Machine Vision System with Deep Learning for inspection of metallurgical defects

We currently are in the process of implementing a new system for the inspection of metallurgical defects, which will go one step further than the current one we already have with artificial vision. We seek to ensure that all of the parts we deliver strictly meet the quality requirements established by our customers. Our goal is total quality, ‘zero defects’.

Deep learning, being a part of machine learning, is not an abstract technology. It is a tool that helps to improve our industrial activity. With the right support of our partners, it is an exciting and realistic project. We are going to achieve the standardisation of inspection criteria, which will help us to improve our customer service, as well as, through greater automation, the reduction of delivery times for our parts.

Machine Vision vs. Deep Learning

According to the Automated Imaging Association (AIA), machine vision encompasses all industrial and non-industrial applications, in which a combination of hardware and software provides operational guidance to devices in performing their functions, based on image capture and processing. 

Deep learning is a set of machine learning algorithms that attempt to model high-level abstractions in data, using computational architectures that support multiple and iterative nonlinear transformations of data expressed in matrix or tensor form.

For some time, we have used a system for inspection of defects in parts with artificial vision, based on measurement. By projecting a shadow of the part that was captured with a camera, the tolerance was measured and compared to a pattern. Through the comparison, it was detected whether a part was bad or good, based on how it deviated from that pattern.  

Currently we are making a qualitative leap in the incorporation of new Industry 4.0 technologies, by implementing an artificial vision installation with deep learning, which detects surface defects with an advanced comparison system and continuous & autonomous learning. It consists of two cameras that take a series of photographs of the part and an algorithm, which compares these photographs with other standard photographs that we have previously fed into the machine with its defects. 
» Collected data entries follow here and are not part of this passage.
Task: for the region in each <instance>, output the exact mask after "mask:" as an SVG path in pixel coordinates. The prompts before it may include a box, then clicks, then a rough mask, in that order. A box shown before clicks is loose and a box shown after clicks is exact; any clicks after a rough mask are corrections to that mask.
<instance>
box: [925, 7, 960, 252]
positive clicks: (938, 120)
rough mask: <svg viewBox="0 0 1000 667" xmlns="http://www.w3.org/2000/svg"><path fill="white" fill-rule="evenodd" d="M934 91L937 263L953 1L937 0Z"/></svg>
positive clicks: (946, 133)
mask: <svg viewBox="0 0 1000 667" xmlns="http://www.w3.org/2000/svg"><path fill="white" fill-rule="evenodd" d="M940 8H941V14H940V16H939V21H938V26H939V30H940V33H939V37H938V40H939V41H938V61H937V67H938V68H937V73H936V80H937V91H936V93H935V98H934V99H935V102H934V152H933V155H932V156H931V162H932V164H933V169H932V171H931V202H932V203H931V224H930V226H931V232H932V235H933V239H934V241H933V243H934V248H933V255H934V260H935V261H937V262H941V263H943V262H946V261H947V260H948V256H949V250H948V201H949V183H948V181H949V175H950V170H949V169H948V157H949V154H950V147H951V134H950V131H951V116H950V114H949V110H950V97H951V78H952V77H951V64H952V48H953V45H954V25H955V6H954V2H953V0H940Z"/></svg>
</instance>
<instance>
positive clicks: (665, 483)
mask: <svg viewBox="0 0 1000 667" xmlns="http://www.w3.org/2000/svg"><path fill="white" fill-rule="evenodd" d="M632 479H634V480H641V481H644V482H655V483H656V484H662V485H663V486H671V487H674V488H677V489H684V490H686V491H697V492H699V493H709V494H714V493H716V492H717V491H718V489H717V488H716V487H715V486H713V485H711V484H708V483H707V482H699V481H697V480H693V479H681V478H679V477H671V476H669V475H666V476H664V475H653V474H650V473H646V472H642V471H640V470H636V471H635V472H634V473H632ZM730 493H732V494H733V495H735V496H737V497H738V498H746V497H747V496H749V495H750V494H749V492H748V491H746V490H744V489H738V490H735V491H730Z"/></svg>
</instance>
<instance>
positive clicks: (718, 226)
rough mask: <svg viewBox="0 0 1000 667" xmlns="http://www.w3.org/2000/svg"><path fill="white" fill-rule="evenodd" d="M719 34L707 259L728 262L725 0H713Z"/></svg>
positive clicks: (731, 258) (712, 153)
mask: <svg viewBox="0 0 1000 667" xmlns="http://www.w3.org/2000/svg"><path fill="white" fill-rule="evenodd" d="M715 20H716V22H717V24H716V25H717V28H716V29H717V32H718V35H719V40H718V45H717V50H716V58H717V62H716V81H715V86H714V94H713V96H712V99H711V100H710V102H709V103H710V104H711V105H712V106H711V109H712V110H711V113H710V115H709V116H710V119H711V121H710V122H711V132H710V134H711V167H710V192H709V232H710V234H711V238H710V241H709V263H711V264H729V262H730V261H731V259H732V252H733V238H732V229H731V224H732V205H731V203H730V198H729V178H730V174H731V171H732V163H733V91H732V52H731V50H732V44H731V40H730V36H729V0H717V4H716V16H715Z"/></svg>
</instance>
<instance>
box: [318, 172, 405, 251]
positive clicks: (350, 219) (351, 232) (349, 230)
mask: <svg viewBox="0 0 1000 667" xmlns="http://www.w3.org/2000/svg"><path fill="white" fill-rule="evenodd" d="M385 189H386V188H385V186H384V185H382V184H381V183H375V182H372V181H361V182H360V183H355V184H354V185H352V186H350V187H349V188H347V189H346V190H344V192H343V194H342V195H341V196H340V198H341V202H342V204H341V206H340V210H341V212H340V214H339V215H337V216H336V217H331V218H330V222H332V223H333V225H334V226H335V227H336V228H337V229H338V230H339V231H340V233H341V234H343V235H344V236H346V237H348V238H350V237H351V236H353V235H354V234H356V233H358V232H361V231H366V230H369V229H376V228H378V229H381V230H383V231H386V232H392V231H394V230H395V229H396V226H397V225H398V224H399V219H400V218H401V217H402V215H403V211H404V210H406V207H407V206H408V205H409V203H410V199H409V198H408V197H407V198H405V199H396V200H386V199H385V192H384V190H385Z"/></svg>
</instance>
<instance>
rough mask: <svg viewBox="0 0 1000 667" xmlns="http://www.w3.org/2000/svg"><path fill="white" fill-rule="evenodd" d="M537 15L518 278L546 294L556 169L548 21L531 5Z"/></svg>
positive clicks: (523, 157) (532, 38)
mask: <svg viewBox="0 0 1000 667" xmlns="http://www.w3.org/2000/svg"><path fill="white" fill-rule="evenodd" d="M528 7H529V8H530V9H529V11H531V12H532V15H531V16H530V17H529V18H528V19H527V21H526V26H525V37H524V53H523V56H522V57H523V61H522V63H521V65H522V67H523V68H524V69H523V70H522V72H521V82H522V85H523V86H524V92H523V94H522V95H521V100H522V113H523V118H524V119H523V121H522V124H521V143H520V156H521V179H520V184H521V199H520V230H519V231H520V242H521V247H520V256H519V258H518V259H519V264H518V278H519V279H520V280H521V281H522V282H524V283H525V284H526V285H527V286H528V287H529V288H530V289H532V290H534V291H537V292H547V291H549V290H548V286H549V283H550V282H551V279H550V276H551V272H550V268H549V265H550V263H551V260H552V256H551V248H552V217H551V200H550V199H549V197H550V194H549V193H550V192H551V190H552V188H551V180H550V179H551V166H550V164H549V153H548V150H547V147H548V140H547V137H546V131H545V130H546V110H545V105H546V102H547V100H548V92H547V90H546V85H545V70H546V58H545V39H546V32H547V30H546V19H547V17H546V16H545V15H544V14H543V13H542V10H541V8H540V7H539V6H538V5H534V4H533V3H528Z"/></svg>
With these improvements, we move from a system based on a mathematical operation, that is, from measuring and comparing against a standard, to detecting the surface effect with a more advanced and complex criterion. The machine is able to differentiate whether the part is or not ok, whether it is recoverable or not and what defect it has, and to learn and improve continuously. 

Phases of the project

The project consists of 3 phases: 

1. Commissioning
   The commissioning or training of the machine is done with a catalog of defects. In our case, we started with 300 photographs.
2. Training
   The machine has to be trained. Parts are passed to it and it carries out the inspection itself. As soon as it finds a defect that is not in the catalog, these new photographs are incorporated into the database, which means, that it is continuously learning.
3. ‘Continuous’ learning
   This happens when the machine finds a part it doesn’t know exactly whether it is ‘good or bad’. In the same machine software, the operator will be able to decide or define himself.
   While the machine is already working, if something comes up (i.e. if some part or some new or doubtful situation comes up), the operator or the quality technician can or should define if the part is OK or not, if it is recoverable or not, and the machine incorporates it into its system.

Deep learning and human intervention: The importance of people and partners

The human factor is key in this project. The training is carried out by technical staff from Ecrimesa’s Quality Department. We start with a database of 200 images, and for a month, the technicians analyse the images processed by the machine. In the case of finding errors that the system has not detected, this ‘defect’ is incorporated into the catalog.  

This project has been led by Guillermo Alonso and Emilio Álvarez, Quality Managers of Ecrimesa Group, together with BSP Systems and Siali. 

BSP Systems is a leading supplier of industrial automation, with customers throughout Spain and in countries such as Germany, Hungary, Romania, Russia, China and Mexico. Siali is a startup that has developed the artificial vision software and learning system, winners of the CaixaBank Entrepreneur XXI Award.

How do we improve metallurgical quality compliance?

The implementation of new technologies in Ecrimesa Group is always oriented to a tangible improvement for our customers. The artificial vision system with deep learning for inspection of metallurgical parts, implies zero defects.

Uniformity in quality

With this new system, we ensure that the inspection criteria will always be the same and the quality standard will be met without exceptions. In addition, the key indicators will not be conditioned by the decision of a quality operator, but are automated, so that we guarantee that 100% of the parts strictly comply with the quality requirements set by the customer.

Reduced inspection cycle time

We go from the current 16 hours per cycle to one person every 40 minutes going for 5 minutes to load the machine with new parts, which will mean a significant improvement in productivity.

Improved customer service

Standardization of inspection criteria will ensure that all delivered parts meet the customer’s quality requirements and automation will reduce part delivery times.